Infrastructure metrics:

# GPU utilization
nvidia-smi --query-gpu=utilization.gpu --format=csv,noheader,nounits

Log aggregation:

# Ship logs to centralized logging
# Example: Loki, Elasticsearch, CloudWatch

Optimization

Model Quantization

Reduce model size and increase inference speed:

PyTorch:

import torch

# Post-training quantization
model.eval()
quantized_model = torch.quantization.quantize_dynamic(
    model,
    {torch.nn.Linear},
    dtype=torch.qint8
)

# Save quantized model
torch.save(quantized_model.state_dict(), 'model_quantized.pth')

TensorFlow:

import tensorflow as tf

# Convert to TFLite with quantization
converter = tf.lite.TFLiteConverter.from_saved_model('/tmp/my_model/1')
converter.optimizations = [tf.lite.Optimize.DEFAULT]
quantized_model = converter.convert()

with open('model_quantized.tflite', 'wb') as f:
    f.write(quantized_model)

ONNX Runtime

Convert models to ONNX for cross-framework deployment:

PyTorch to ONNX:

import torch

# Export to ONNX
dummy_input = torch.randn(1, 3, 224, 224)
torch.onnx.export(
    model,
    dummy_input,
    "model.onnx",
    input_names=['input'],
    output_names=['output'],
    dynamic_axes={'input': {0: 'batch_size'}, 'output': {0: 'batch_size'}}
)

Serve with ONNX Runtime:

import onnxruntime as ort
import numpy as np
from fastapi import FastAPI

app = FastAPI()
session = ort.InferenceSession("model.onnx")

@app.post("/predict")
async def predict(data: list):
    input_data = np.array(data, dtype=np.float32)
    outputs = session.run(None, {"input": input_data})
    return {"prediction": outputs[0].tolist()}

TensorRT (NVIDIA GPUs)

Maximum performance on NVIDIA GPUs:

import tensorrt as trt

# Convert ONNX to TensorRT
logger = trt.Logger(trt.Logger.WARNING)
builder = trt.Builder(logger)
network = builder.create_network()
parser = trt.OnnxParser(network, logger)

with open('model.onnx', 'rb') as model:
    parser.parse(model.read())

# Build engine
config = builder.create_builder_config()
config.max_workspace_size = 1 << 30  # 1 GB
engine = builder.build_engine(network, config)

# Save engine
with open('model.trt', 'wb') as f:
    f.write(engine.serialize())

Batching

Increase throughput by batching requests:

# serve.py
import asyncio
from collections import deque

batch_size = 8
batch_timeout = 0.1  # seconds
pending_requests = deque()

@app.post("/predict")
async def predict(data: dict):
    future = asyncio.Future()
    pending_requests.append((data, future))
    return await future

@app.on_event("startup")
async def start_batch_processor():
    asyncio.create_task(process_batches())

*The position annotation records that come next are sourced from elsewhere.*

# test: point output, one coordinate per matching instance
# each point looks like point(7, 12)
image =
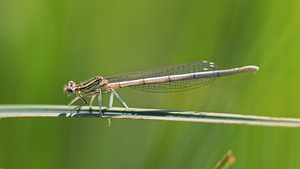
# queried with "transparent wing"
point(173, 86)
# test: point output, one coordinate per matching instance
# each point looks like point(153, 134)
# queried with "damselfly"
point(167, 79)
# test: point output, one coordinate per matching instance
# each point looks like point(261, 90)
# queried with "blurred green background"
point(44, 44)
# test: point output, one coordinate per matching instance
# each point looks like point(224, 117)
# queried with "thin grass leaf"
point(13, 111)
point(226, 162)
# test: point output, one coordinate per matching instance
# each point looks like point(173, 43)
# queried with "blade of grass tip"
point(226, 162)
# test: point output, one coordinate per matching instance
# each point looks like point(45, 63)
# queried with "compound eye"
point(71, 84)
point(68, 90)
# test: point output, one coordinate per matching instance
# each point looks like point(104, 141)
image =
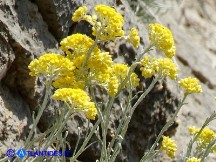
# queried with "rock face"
point(30, 28)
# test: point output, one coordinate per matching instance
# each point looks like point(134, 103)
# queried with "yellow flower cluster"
point(68, 81)
point(78, 99)
point(77, 44)
point(111, 23)
point(51, 64)
point(162, 38)
point(193, 159)
point(100, 65)
point(169, 146)
point(133, 37)
point(79, 14)
point(164, 67)
point(190, 85)
point(206, 136)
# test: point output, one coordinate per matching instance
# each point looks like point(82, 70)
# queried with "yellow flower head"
point(69, 81)
point(112, 86)
point(162, 38)
point(51, 64)
point(99, 66)
point(77, 44)
point(190, 85)
point(133, 37)
point(206, 136)
point(117, 74)
point(79, 13)
point(193, 159)
point(169, 146)
point(164, 67)
point(78, 99)
point(147, 68)
point(111, 22)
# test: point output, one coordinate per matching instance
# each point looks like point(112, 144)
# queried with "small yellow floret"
point(77, 44)
point(191, 85)
point(79, 14)
point(78, 99)
point(133, 37)
point(111, 23)
point(207, 135)
point(162, 38)
point(169, 146)
point(51, 64)
point(193, 159)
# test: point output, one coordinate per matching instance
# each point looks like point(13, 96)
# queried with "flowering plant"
point(85, 66)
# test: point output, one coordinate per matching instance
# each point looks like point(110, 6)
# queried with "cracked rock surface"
point(30, 28)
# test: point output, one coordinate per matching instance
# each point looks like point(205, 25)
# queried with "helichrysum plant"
point(73, 78)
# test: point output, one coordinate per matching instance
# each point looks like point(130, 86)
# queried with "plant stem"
point(41, 110)
point(149, 154)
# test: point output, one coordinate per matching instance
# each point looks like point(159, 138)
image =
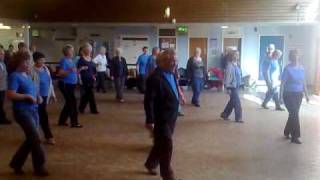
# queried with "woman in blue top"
point(293, 87)
point(46, 88)
point(67, 85)
point(87, 70)
point(24, 94)
point(233, 83)
point(197, 74)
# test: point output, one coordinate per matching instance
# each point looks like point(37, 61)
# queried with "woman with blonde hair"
point(232, 84)
point(25, 97)
point(197, 74)
point(87, 72)
point(293, 87)
point(119, 73)
point(67, 85)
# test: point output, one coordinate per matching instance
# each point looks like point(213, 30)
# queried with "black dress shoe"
point(41, 172)
point(63, 124)
point(77, 126)
point(296, 141)
point(279, 109)
point(94, 112)
point(151, 171)
point(196, 104)
point(5, 122)
point(264, 106)
point(239, 121)
point(287, 136)
point(180, 114)
point(224, 118)
point(17, 171)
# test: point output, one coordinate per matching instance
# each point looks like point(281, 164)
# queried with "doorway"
point(317, 82)
point(201, 43)
point(233, 44)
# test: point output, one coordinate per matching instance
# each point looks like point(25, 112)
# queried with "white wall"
point(301, 36)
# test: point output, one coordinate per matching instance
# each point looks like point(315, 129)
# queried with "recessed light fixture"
point(5, 27)
point(224, 27)
point(167, 12)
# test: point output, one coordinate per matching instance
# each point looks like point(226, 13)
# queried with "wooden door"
point(201, 43)
point(232, 43)
point(317, 83)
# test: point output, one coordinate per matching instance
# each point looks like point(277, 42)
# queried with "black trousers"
point(161, 154)
point(233, 104)
point(44, 119)
point(3, 116)
point(27, 119)
point(70, 106)
point(141, 83)
point(272, 93)
point(292, 101)
point(119, 84)
point(87, 96)
point(101, 78)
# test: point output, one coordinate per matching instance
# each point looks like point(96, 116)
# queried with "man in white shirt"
point(101, 61)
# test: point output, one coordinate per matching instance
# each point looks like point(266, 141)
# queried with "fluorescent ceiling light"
point(5, 27)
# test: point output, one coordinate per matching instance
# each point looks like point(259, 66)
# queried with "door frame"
point(242, 44)
point(133, 36)
point(283, 52)
point(199, 37)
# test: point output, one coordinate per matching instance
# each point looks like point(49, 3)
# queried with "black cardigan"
point(160, 104)
point(115, 67)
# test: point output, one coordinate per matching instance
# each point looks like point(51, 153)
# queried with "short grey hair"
point(86, 46)
point(278, 52)
point(66, 48)
point(119, 50)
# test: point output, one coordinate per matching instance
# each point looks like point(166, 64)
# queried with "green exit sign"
point(182, 29)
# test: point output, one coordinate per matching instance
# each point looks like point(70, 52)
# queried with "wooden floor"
point(114, 144)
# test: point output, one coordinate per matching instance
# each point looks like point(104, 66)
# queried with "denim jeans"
point(292, 101)
point(197, 84)
point(44, 119)
point(119, 84)
point(70, 106)
point(233, 104)
point(272, 93)
point(29, 121)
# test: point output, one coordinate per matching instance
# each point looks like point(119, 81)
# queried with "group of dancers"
point(28, 83)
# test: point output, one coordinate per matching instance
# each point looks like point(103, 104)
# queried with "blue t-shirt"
point(87, 75)
point(238, 76)
point(170, 78)
point(45, 82)
point(67, 65)
point(23, 84)
point(274, 70)
point(294, 78)
point(142, 63)
point(151, 64)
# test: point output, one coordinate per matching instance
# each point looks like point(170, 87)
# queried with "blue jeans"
point(274, 94)
point(234, 103)
point(119, 84)
point(29, 122)
point(197, 84)
point(293, 101)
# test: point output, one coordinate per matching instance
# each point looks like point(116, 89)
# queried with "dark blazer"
point(191, 68)
point(115, 66)
point(160, 104)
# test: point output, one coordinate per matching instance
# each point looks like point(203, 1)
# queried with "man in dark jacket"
point(161, 106)
point(119, 73)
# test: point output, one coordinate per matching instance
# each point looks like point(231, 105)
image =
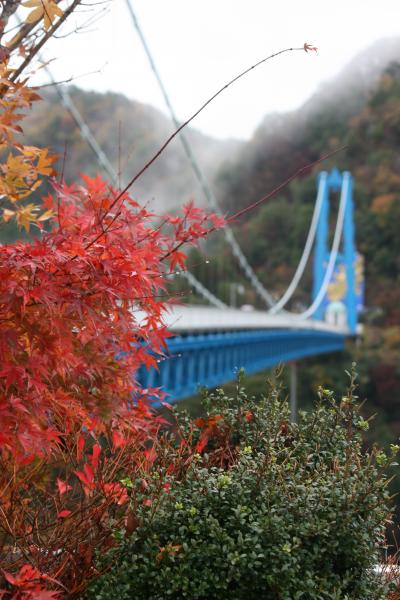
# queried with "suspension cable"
point(334, 252)
point(210, 197)
point(103, 161)
point(307, 248)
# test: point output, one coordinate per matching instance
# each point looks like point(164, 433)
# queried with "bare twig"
point(180, 128)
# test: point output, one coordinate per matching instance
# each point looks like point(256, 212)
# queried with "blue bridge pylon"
point(211, 344)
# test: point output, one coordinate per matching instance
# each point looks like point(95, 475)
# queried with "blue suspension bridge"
point(210, 343)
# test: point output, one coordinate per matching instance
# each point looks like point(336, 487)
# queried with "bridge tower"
point(344, 272)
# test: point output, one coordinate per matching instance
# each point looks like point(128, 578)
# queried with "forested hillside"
point(361, 111)
point(129, 133)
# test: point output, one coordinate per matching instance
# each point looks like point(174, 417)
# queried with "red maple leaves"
point(70, 335)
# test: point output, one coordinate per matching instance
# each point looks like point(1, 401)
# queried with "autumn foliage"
point(81, 309)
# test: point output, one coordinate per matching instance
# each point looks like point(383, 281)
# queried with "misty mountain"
point(285, 142)
point(129, 133)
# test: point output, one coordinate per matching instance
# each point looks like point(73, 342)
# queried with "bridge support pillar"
point(293, 392)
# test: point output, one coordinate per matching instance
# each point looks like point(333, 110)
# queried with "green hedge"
point(270, 510)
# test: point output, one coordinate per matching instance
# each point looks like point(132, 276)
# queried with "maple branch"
point(285, 183)
point(44, 39)
point(184, 124)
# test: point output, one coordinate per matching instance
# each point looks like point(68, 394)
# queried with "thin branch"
point(183, 125)
point(44, 39)
point(285, 183)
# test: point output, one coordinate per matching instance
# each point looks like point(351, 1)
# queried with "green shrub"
point(269, 510)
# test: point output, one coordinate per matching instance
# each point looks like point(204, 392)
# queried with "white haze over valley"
point(199, 46)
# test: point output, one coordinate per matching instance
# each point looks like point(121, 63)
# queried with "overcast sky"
point(200, 45)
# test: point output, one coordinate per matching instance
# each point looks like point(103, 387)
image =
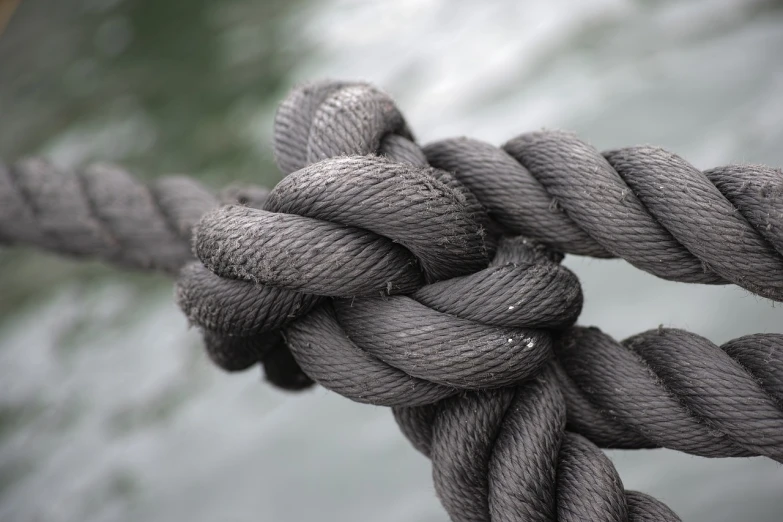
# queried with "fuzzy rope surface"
point(386, 272)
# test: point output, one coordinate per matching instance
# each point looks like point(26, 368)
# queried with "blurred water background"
point(109, 411)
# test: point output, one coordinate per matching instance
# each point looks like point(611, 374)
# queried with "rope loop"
point(429, 280)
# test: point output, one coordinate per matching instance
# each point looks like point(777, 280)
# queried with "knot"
point(345, 227)
point(483, 330)
point(348, 226)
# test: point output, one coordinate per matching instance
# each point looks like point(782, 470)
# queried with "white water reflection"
point(111, 413)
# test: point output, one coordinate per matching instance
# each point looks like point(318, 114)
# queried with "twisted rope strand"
point(643, 204)
point(367, 270)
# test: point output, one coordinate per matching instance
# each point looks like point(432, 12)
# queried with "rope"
point(387, 273)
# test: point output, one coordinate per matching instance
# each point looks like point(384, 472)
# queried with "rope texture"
point(428, 280)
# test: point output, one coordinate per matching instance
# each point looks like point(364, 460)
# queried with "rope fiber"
point(429, 280)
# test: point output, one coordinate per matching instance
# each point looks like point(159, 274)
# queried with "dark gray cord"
point(461, 348)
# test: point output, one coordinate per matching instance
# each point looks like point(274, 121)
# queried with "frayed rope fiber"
point(429, 280)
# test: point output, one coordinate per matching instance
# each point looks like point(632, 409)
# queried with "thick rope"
point(643, 204)
point(421, 320)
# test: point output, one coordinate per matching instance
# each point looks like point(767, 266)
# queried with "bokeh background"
point(109, 410)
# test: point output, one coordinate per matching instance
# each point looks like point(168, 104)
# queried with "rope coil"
point(388, 273)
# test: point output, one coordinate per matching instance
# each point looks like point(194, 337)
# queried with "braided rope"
point(437, 314)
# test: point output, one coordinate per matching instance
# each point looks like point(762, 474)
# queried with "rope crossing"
point(429, 280)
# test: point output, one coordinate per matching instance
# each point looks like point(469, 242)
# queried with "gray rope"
point(371, 275)
point(643, 204)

async def process_batches():
    while True:
        if len(pending_requests) >= batch_size:
            batch = [pending_requests.popleft() for _ in range(batch_size)]
            inputs = [item[0] for item in batch]
            futures = [item[1] for item in batch]

            # Batch inference
            results = model(inputs)

            # Return results
            for future, result in zip(futures, results):
                future.set_result(result)
        else:
            await asyncio.sleep(batch_timeout)

Deployment Patterns

A/B Testing

Deploy multiple model versions:

# Create instances for model v1 and v2
fugoku create instance --name inference-v1-1 --plan gpu-a100-1 --image pytorch-2.0-cuda12
fugoku create instance --name inference-v2-1 --plan gpu-a100-1 --image pytorch-2.0-cuda12

# Deploy models
# inference-v1-1: model_v1.pth
# inference-v2-1: model_v2.pth

# Load balancer with weighted backends
fugoku lb add-backend inference-lb --instance inference-v1-1 --weight 90
fugoku lb add-backend inference-lb --instance inference-v2-1 --weight 10
# 90% traffic to v1, 10% to v2

Canary Deployment

Gradual rollout:

# Week 1: 5% traffic to new model
fugoku lb add-backend inference-lb --instance inference-v2-1 --weight 5

# Week 2: 25% if metrics good
fugoku lb update-backend inference-lb --instance inference-v2-1 --weight 25

# Week 3: 100%
fugoku lb remove-backend inference-lb --instance inference-v1-1
fugoku lb update-backend inference-lb --instance inference-v2-1 --weight 100

Blue-Green Deployment

Zero-downtime updates:

# Deploy new version (green)
fugoku create instance --name inference-green-1 --plan gpu-a100-1

# Test green environment
curl http://<green-ip>:8000/health

# Switch traffic (via floating IP)
fugoku networking unassign-ip --ip <floating-ip> inference-blue-1
fugoku networking assign-ip --ip <floating-ip> inference-green-1

# Rollback if issues
fugoku networking assign-ip --ip <floating-ip> inference-blue-1

Security

API Authentication

# serve.py
from fastapi import Header, HTTPException

API_KEY = "your-secret-key"

@app.post("/predict")
async def predict(file: UploadFile, x_api_key: str = Header(None)):
    if x_api_key != API_KEY:
        raise HTTPException(status_code=401, detail="Invalid API key")
    # ... inference code ...

Rate Limiting

from slowapi import Limiter, _rate_limit_exceeded_handler
from slowapi.util import get_remote_address
from slowapi.errors import RateLimitExceeded

limiter = Limiter(key_func=get_remote_address)
app.state.limiter = limiter
app.add_exception_handler(RateLimitExceeded, _rate_limit_exceeded_handler)

@app.post("/predict")
@limiter.limit("10/minute")
async def predict(request: Request, file: UploadFile):
    # ... inference code ...

HTTPS

# Use Caddy for automatic HTTPS
sudo apt install caddy

# Caddyfile
cat > Caddyfile << 'EOF'
api.example.com {
    reverse_proxy localhost:8000
}
EOF

sudo caddy start

Cost Optimization

Right-size GPU:

A100 for large models (>1B parameters)
T4 for smaller models (coming Q3 2026)
CPU for very small models (<100M parameters)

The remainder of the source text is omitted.